Arendt here is speaking of understanding and judging by oneself – without reliance on “preconceived categories.” This is what she meant by “thinking without a banister.” As did Nietzsche—who asked in Thus Spoke Zarathustra, "Have not all hand-rails [banisters] and foot-bridges fallen into the water?” Arendt saw the loss of yardsticks and measures that mark our age as both a crisis and an opportunity.
When one thinks without a banister, one thinks without reference to either unquestioned categories of thought or to unquestionable ones.
When Nietzsche urges us to “doubt better than Descartes” he is urging us to think without a banister. Such thinking is dangerous, as it must be beyond good and evil and thus without reference to “morality.”
Arendt's concern with self-thinking and judging for oneself is lifelong, dating at least from the time of her work with Martin Heidegger.
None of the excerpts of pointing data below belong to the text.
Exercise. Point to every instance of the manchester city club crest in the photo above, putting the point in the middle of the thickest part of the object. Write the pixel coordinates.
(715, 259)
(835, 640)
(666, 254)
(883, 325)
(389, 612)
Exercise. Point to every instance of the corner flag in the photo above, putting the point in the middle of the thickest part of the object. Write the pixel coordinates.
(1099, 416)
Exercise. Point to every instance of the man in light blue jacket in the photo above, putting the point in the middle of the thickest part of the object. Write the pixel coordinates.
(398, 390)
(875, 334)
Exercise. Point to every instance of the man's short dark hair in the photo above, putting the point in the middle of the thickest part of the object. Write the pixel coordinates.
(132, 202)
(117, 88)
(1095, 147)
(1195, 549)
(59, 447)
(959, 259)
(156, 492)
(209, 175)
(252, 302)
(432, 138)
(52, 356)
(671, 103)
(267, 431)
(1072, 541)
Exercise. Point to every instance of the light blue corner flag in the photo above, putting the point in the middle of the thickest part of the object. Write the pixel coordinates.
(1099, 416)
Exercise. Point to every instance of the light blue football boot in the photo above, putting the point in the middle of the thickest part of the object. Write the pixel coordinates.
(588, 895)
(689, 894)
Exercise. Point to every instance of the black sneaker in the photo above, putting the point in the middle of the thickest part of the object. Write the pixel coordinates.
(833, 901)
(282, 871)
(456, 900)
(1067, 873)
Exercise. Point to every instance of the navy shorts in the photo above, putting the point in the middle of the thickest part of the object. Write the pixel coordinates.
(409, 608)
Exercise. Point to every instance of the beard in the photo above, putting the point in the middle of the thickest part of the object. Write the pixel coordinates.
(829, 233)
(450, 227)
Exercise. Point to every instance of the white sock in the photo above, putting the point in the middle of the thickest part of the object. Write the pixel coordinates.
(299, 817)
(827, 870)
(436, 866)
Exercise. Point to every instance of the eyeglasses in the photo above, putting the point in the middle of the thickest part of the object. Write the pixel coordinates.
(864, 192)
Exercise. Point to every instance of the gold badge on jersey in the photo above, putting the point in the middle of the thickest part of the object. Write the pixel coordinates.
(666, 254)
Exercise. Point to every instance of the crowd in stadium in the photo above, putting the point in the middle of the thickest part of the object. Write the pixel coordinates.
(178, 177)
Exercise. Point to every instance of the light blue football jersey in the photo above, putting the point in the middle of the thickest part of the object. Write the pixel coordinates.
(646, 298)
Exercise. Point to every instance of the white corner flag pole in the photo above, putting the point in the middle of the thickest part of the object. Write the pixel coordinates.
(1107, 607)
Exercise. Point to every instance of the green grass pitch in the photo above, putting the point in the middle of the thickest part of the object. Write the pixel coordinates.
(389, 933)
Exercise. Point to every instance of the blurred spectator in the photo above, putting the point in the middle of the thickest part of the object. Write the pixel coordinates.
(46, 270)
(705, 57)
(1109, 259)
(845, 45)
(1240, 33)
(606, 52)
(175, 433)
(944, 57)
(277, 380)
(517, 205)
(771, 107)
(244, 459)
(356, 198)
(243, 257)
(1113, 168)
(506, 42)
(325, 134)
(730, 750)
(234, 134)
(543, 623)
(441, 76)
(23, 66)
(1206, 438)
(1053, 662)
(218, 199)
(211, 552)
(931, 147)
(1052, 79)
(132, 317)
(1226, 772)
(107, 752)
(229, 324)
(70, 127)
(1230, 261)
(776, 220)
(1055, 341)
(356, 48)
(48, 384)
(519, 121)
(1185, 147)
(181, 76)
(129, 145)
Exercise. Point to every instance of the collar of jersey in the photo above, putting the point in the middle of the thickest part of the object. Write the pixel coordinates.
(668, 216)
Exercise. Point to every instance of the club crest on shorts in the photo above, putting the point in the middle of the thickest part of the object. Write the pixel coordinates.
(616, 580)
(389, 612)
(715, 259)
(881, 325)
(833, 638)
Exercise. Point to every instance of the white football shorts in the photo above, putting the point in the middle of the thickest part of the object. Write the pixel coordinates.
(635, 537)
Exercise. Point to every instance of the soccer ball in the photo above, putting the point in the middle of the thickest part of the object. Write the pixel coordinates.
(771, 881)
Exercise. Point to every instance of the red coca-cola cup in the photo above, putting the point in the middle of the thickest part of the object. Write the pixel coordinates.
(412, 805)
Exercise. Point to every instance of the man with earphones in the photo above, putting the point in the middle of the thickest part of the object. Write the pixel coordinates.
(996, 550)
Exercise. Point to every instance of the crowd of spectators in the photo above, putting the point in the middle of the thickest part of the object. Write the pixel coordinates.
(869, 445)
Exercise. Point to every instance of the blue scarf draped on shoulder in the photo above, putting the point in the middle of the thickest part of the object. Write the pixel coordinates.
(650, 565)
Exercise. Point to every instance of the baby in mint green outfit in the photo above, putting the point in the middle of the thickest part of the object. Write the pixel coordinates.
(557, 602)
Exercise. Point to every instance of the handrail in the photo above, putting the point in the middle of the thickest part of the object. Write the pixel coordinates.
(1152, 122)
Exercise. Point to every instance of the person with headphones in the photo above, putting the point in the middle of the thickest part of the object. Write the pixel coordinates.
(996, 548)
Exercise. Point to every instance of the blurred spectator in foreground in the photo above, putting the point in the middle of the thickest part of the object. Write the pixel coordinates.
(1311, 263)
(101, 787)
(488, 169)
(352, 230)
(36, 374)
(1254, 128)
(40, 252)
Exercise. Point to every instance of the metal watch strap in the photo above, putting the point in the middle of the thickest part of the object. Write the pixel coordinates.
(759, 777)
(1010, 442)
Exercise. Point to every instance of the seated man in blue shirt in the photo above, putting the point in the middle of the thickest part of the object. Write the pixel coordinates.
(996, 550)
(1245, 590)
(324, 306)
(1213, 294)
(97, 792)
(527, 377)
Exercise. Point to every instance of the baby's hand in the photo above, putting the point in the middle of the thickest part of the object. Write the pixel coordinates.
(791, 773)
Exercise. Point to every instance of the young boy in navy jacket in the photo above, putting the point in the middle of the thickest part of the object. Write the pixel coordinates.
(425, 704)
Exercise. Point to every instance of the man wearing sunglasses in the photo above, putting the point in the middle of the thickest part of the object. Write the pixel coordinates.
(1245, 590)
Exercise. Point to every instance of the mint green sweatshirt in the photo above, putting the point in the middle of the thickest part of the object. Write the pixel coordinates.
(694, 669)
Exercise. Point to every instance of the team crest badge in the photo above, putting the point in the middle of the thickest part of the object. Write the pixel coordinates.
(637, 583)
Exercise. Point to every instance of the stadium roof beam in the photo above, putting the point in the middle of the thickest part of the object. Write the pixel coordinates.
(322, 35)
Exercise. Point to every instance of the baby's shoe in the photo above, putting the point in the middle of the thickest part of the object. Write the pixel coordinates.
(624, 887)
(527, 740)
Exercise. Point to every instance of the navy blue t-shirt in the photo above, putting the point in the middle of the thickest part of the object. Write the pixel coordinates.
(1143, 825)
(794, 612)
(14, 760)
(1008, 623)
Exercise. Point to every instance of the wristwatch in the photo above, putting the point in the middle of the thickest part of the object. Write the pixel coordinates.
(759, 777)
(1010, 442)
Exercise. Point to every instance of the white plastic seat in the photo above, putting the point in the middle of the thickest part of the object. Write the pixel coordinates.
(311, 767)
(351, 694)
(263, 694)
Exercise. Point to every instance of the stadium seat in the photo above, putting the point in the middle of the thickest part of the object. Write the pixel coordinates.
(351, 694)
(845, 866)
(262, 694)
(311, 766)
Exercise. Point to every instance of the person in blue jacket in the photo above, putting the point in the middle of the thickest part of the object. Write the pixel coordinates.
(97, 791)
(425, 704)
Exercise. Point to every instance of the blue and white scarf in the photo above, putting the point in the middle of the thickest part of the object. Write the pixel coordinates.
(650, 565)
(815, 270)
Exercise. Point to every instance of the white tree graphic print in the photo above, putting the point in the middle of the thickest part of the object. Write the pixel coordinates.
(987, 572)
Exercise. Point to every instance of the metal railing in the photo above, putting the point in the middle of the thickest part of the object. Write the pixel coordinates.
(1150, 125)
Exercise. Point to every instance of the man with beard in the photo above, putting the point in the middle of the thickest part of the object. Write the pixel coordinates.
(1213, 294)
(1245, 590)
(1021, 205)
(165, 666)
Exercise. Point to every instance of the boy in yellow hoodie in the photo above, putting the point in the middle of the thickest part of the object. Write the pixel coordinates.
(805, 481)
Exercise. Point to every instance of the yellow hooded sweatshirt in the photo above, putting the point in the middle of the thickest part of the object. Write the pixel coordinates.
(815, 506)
The Human Condition, written in 1958, announces its attention "to think what we are doing."
Yet, Arendt's initial and most extended reflections on thinking come to a great degree from her experience of the trial of Adolf Eichmann. She had been struck in Jerusalem by the degree to which Eichmann was a usual human being – not sadistic, not even particularly anti-Semitic. What was central to him, she found, was his thoughtlessness. The challenge she sets for herself—and for all of us in an age without banisters—is to re-learn the art of thinking.